See, this procedure - a venogram to diagnose followed by a venoplasty to treat - has been used successfully for over 30 years. BUT if you attach MS to it, it becomes "experimental". I'll repeat what I've said before: Yes I have MS. But I also have venous compression. And that's what I was being treated for.

Keith and I got to the hospital right at noon and we ran into the doctor in the lobby. Took that as a good sign! They took us up to pre-op and I got settled in (gown, iv, and those fabulous hospital socks with the treads dubbed my "souvenir socks" by the nurses). We had a private room, wireless internet and a cell phone for Keith with my patient ID so the doctor could call him after he was finished. Pretty posh. After all that, it was about 1:30. The doc came in to say hello and talk to us about what to expect. Thanks to my little friend Xanax, I wasn't even nervous. Just freezing cold. Yay for warm blankets!

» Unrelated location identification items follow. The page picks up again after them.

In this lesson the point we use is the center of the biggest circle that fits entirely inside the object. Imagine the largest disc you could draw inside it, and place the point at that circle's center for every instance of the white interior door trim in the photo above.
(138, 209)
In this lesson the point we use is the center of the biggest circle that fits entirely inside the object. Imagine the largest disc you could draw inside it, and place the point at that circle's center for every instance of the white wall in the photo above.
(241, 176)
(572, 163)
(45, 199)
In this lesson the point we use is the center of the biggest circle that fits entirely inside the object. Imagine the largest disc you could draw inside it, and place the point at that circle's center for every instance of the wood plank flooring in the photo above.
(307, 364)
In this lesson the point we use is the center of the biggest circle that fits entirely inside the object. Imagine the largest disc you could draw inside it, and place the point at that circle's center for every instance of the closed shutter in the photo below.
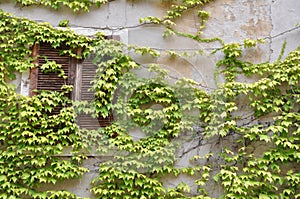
(50, 81)
(88, 72)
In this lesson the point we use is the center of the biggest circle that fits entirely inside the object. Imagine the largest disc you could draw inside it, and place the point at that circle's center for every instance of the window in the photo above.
(79, 74)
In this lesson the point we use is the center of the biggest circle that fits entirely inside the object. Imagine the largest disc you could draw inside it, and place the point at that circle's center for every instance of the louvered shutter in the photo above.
(88, 72)
(50, 81)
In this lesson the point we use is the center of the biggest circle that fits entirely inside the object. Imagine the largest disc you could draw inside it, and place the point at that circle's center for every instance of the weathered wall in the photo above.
(232, 20)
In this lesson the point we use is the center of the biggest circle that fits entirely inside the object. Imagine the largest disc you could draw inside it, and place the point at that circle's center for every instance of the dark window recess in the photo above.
(50, 81)
(80, 75)
(88, 72)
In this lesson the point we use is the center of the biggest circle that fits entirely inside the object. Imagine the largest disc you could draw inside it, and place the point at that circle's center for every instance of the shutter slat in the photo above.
(51, 81)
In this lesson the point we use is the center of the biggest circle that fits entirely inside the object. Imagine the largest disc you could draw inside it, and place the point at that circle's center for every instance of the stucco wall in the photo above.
(231, 20)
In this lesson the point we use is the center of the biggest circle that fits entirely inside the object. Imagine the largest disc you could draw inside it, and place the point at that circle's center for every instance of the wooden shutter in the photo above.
(50, 81)
(88, 72)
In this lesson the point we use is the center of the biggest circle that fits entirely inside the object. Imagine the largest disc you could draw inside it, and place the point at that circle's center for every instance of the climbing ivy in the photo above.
(33, 135)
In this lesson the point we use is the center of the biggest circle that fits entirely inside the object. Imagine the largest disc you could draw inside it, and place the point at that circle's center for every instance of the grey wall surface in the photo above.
(231, 20)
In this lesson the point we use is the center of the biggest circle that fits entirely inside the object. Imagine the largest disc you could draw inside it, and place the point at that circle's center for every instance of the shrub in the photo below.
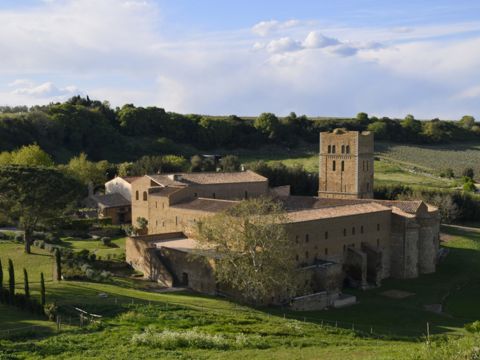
(106, 241)
(51, 311)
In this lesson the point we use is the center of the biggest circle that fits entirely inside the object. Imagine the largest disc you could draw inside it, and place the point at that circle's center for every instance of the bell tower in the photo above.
(346, 164)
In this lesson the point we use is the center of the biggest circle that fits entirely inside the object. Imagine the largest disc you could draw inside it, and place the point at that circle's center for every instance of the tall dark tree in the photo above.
(32, 195)
(11, 281)
(58, 265)
(25, 283)
(42, 289)
(1, 281)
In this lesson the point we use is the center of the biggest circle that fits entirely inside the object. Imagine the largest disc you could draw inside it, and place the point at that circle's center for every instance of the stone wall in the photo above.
(189, 271)
(346, 164)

Now, keep in mind that I had yet to have any diagnostic tests. So there was a small chance that once he looked at my veins he wouldn't find anything. I was convinced that wouldn't be the case but in the very tiniest corner of my mind I knew that was a possibility. There was also the chance that once he got into my veins and opened them with balloons (that were then removed), they wouldn't stay open. The only option after that is stents. Which, though they're more painful and require a longer recovery/post-op drugs/weekly bloodwork, are potentially better in the long run because there's no risk of restenosing (having your veins close up again). So far, in treating CCSVI, there's been one case of a stent migrating from a patient's jugular to their heart, and the patient required open heart surgery. But the risk is very, very low. 1 in 5,000 according to my IR.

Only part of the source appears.